Votre rapporteur rappelle que l'utilisation d'un mandat électif à des fins électoralistes s'assimile à un don de personne morale au sens de l'article L. 52-8 du code électoral 10 ( * ) et qu'elle est, en tant que telle, strictement prohibée depuis 1990 11 ( * ) .

Il souligne également que la jurisprudence administrative opère d'ores et déjà une distinction entre les deux rôles que peut exercer le Président de la République (à savoir un rôle de chef d'État, au-dessus des partis, et un rôle de participation à la vie politique nationale) en matière de temps de parole dans les médias 12 ( * ) .

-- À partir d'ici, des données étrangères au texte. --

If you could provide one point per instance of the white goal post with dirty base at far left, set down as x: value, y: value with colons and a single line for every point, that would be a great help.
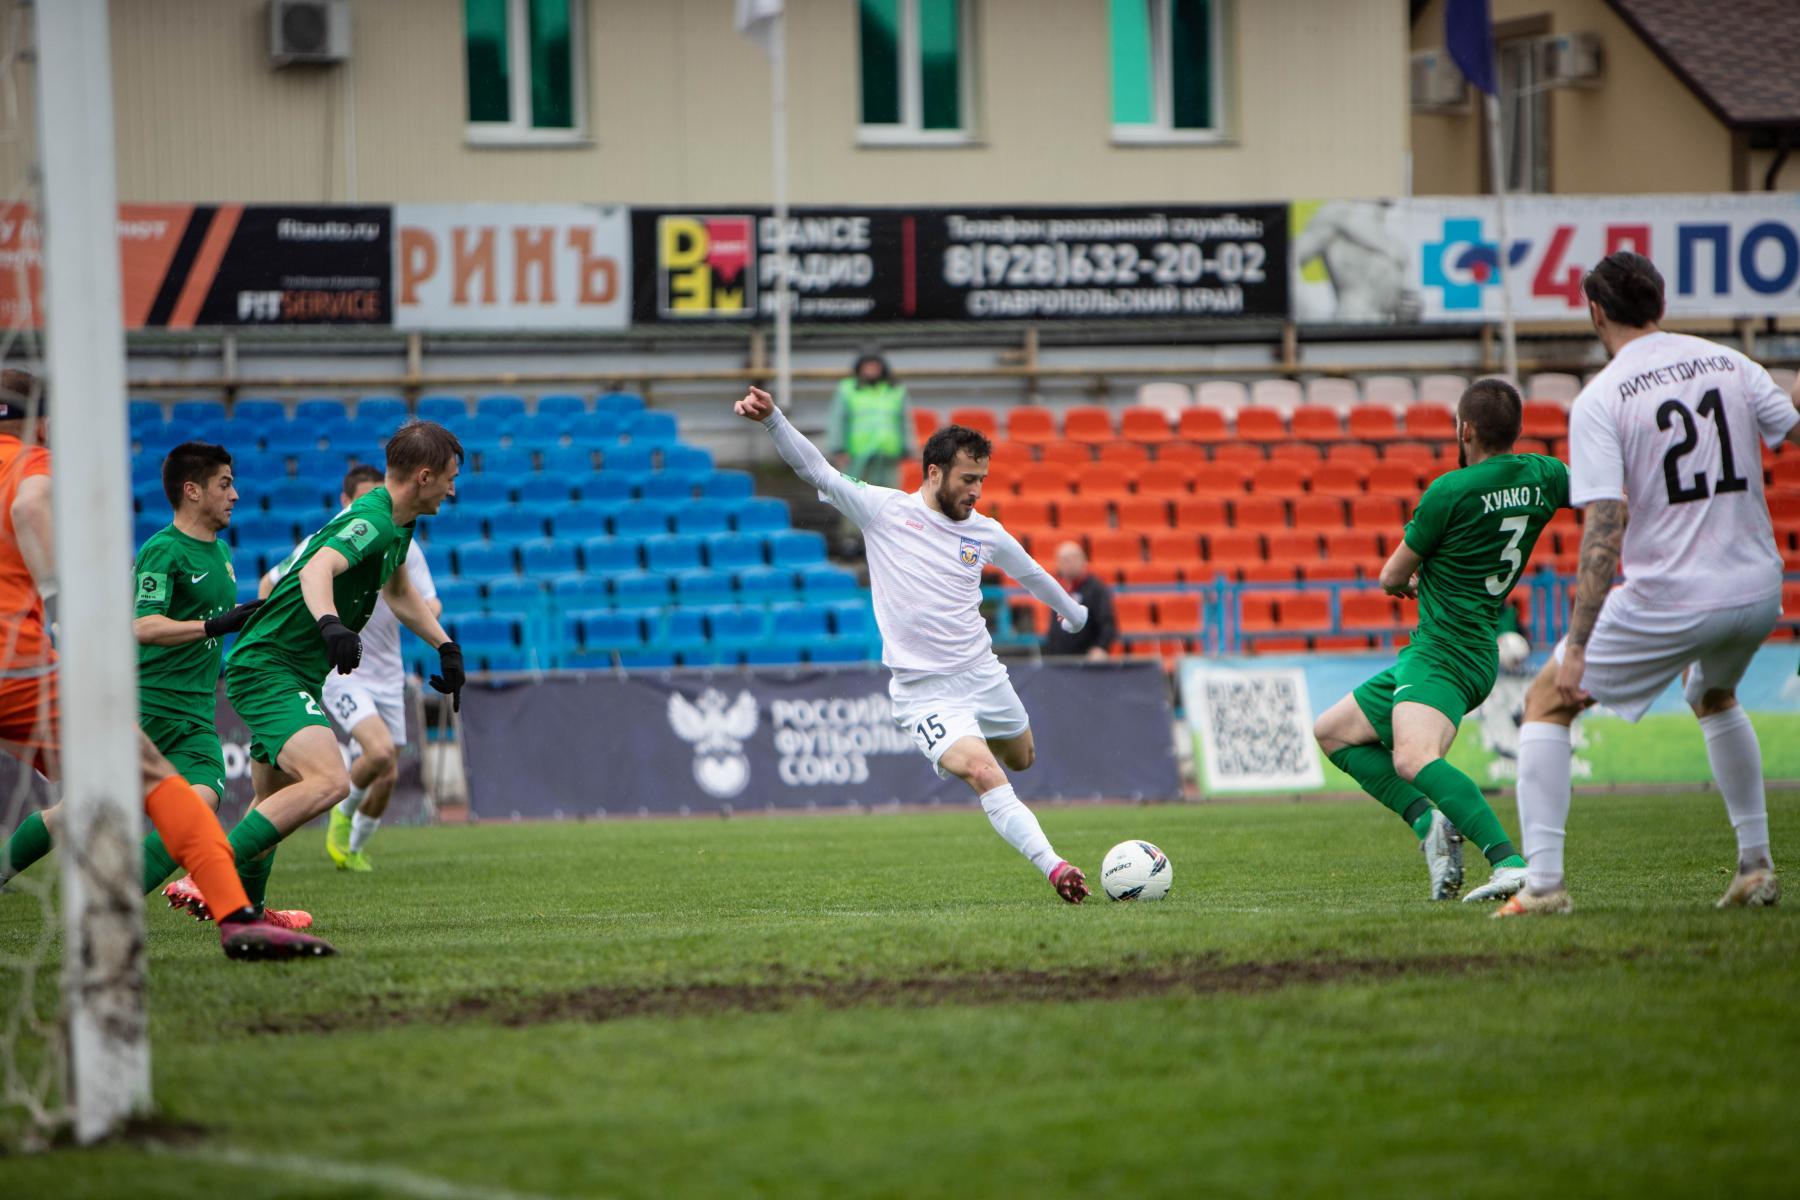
x: 103, y: 913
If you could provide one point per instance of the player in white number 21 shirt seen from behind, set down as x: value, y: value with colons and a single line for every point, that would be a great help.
x: 1664, y: 458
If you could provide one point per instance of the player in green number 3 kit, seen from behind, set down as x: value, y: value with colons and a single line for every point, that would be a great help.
x: 1464, y: 550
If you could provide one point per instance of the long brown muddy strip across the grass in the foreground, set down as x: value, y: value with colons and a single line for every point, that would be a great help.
x: 1000, y: 987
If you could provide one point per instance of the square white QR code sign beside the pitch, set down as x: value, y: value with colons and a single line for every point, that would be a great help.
x: 1255, y: 731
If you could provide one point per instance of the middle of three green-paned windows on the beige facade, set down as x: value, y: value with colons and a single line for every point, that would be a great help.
x: 915, y: 71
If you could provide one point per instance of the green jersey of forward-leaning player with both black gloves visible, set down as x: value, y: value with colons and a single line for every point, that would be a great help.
x: 283, y: 634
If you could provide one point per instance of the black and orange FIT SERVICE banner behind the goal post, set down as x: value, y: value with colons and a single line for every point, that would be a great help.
x: 224, y: 265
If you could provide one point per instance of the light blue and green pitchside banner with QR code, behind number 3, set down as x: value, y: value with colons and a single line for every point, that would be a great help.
x: 1664, y: 748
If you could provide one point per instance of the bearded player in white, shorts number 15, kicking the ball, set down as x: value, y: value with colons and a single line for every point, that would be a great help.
x: 926, y: 557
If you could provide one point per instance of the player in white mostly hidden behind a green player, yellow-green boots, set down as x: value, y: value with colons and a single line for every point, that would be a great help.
x: 370, y: 704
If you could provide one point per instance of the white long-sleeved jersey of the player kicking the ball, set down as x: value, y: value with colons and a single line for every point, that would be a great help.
x: 924, y: 568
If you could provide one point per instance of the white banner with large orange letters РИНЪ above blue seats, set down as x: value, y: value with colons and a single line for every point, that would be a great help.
x: 512, y: 267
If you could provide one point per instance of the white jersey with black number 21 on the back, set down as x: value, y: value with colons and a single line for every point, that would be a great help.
x: 1671, y: 427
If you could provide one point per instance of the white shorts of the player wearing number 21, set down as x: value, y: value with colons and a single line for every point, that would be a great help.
x: 1637, y: 649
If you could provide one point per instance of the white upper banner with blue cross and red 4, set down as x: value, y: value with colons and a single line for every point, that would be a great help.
x: 1439, y: 258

Une distinction similaire pourrait être mise en place par la CNCCFP et par le Conseil constitutionnel pour déterminer, parmi les dépenses exposées par un Président sortant, celles qui doivent être retracées dans son compte de campagne et celles qui relèvent de l'exercice normal des fonctions conférées par son mandat. Plus généralement, la distinction élaborée par le Conseil d'État, qui repose sur la notion de « débat politique national », peut être opérante pour distinguer les dépenses qui relèvent de l'exercice d'un mandat (quelle qu'en soit la nature) et celles qui doivent être imputées à la campagne.

En tout état de cause, votre rapporteur déplore que, malgré la qualité du travail effectué par la CNCCFP pour répondre aux questions des candidats et les sensibiliser au respect de la législation, les incertitudes juridiques sur la limite exacte entre les actions qui relèvent de la campagne présidentielle et celles qui découlent de l'exercice d'un mandat électif n'aient pas pu être levées ; une prise de position claire du Conseil constitutionnel, préalablement à l'élection présidentielle de 2012, aurait certainement permis de renforcer la clarté et la prévisibilité de notre droit.


* 7 Notons que l'« effet de seuil » joue également en amont de la campagne, au moment où les candidats doivent obtenir des prêts bancaires (ce qui a lieu plusieurs mois avant le premier tour du scrutin) : un candidat pour lequel les sondages annoncent un score légèrement inférieur à 5 % sera, dans les faits, dans l'impossibilité de se voir prêter une somme supérieure à 800 000 euros, contre 8 millions pour les candidats qui semblent être dans une posture plus favorable.

* 8 Rappelons que la déclaration de candidature n'est pas le fait générateur à partir duquel les dépenses doivent être comptabilisées : à l'inverse, les dépenses retracées dans le compte de campagne sont celles qui ont été « engagées ou exposées en vue de l'élection » durant toute l'année qui précède le premier tour de l'élection.

* 9 Ou qui s'avérera finalement candidat à l'élection présidentielle, mais n'a pas encore annoncé officiellement sa candidature : v. la note de bas de page précédente.

* 10 Cet article est d'ailleurs applicable à l'élection présidentielle.

* 11 La loi n° 90-55 du 15 janvier 1990 relative à la limitation des dépenses électorales et à la clarification du financement des activités politiques interdit aux partis politiques et aux candidats aux élections de percevoir des dons de la part de personnes morales de droit public.

* 12 CE, Sect., 8 avril 2009, « M. H. et M. M. », req. n° 311136. Dans cette décision, le Conseil d'État invalide une décision du Conseil supérieur de l'audiovisuel refusant toute prise en compte des déclarations du Président de la République dans les médias et estime que le temps de parole de celui-ci doit être décompté dès lors que, en raison de leur contenu et de leur contexte, ses déclarations ne sont pas « étrangères [...] au débat politique national ».